Erin Pizzey, who opened the first refuge for abused women in London in 1971, already had made it clear back then that about half of the women coming through her shelter were as abusive as their male partners. The first comprehensive study ever conducted on domestic and family violence ever (also back in the 1970s, but in the USA this time) also concluded very clearly that domestic abuse is not gendered, women being as abusive as men when in intimate relationships. We know what happened then...
Erin Pizzey was evicted from her own organisation (Refuge) via death threats and bomb threats sent to her house by the 'feminists' now ideologically running it, the researchers involved in that first study (both men and women) were abused too (as was their wives) by the same toxic trend of radical feminism, and, to this day, claiming that women can be anything else than 'ladies in distress' at home, unable of any wrongdoings against boyfriends and husbands, will have you castigated for being highly politically incorrect. Well...
There might be a gender symmetry when it comes to domestic violence, as anyone with an hint of common sense can testify (women knowing full well how some other women can be toxic and abusive too; men having dated 'that crazy ex' and having as much 'crazy' stories to tell about their abusive behaviours -it's not because we don't ring the police that it ain't happening...) yet most 'feminists' these days will have none of that, victimising instead women at all cost to portray men as 'potential danger', being the only gender, apparently, to have it in them to be angry, controlling, jealous, manipulative, coercive, aggressive, or suffer all sorts of dysfunctional behaviours. *Sigh*
Philip W. Cook, of course, debunks here such rubbish, relying on official statistics, data and studies showing male's side of the issue. This is not to negate the violence perpetrated against women (we all know the figures).
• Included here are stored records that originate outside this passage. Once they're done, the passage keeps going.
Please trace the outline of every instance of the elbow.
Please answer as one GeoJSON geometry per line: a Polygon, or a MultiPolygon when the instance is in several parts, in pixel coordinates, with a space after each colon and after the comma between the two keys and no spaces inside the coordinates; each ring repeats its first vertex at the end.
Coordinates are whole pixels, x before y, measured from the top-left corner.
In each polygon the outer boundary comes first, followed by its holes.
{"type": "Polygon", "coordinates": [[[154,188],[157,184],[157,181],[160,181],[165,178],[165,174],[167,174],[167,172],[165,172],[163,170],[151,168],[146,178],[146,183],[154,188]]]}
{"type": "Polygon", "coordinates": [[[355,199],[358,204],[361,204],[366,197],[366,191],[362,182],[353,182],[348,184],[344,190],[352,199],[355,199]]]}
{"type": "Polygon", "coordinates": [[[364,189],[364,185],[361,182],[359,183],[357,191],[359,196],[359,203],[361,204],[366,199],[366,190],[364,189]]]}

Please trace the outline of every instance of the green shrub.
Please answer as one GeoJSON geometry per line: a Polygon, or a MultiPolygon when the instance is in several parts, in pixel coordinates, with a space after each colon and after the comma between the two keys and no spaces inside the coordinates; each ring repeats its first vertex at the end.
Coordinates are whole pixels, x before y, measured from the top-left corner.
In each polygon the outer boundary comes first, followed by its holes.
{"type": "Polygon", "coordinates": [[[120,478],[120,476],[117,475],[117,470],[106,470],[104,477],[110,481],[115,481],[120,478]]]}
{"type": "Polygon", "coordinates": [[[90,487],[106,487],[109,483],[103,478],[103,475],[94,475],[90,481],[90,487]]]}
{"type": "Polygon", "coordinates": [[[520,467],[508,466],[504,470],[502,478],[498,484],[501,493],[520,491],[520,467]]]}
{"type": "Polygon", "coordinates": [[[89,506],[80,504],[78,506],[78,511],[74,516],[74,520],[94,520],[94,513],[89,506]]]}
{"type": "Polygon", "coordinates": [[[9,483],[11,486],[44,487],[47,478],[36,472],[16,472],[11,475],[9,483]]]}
This is to argue that if some women are victims, not all are. What men can do, in fact, so they can and so they do, including being violent and nasty in the privacy of their households. He does more than that, though.
Analysing how domestic violence perpetrated by women is portrayed in the media, as opposed to that perpetrated by men (the case against 'self defence' is particularly powerful, as are the pages about bidirectional abuse), he denounces serious sexist bias which can only have but catastrophic consequences. Framing men as the only ones responsible for domestic abuse is not only stripping women from any responsibility when it comes to their own toxicity (the exact opposite of what being 'empowered' is all about, by the way), but, also, leads to a complete let down of their victims, not least the children having to endure or witness such abuse. It has a terrible and counter productive impact especially when it comes to all these therapies based on such gendered view, and which have been proven to be useless in resolving the abuser's dangerous behaviours yet keep being peddled at the expense of others.
Domestic violence, in the end, affects us all regardless of gender. It's very sad that more than 50 years after the first refuge ever was opened by women who acknowledged just that, the issue has been completely overtaken by ideological dogmas flying in the face even of common sense. Gendering the issue is definitely useful to these gendered lobbies having hijacked the field in spite of every research systematically debunking their rubbish, but what about the rest of us? It's not only men who end up re-victimised by such negationnism; it's also children and women themselves. Don't we worth better as a society? Then here goes: a must read.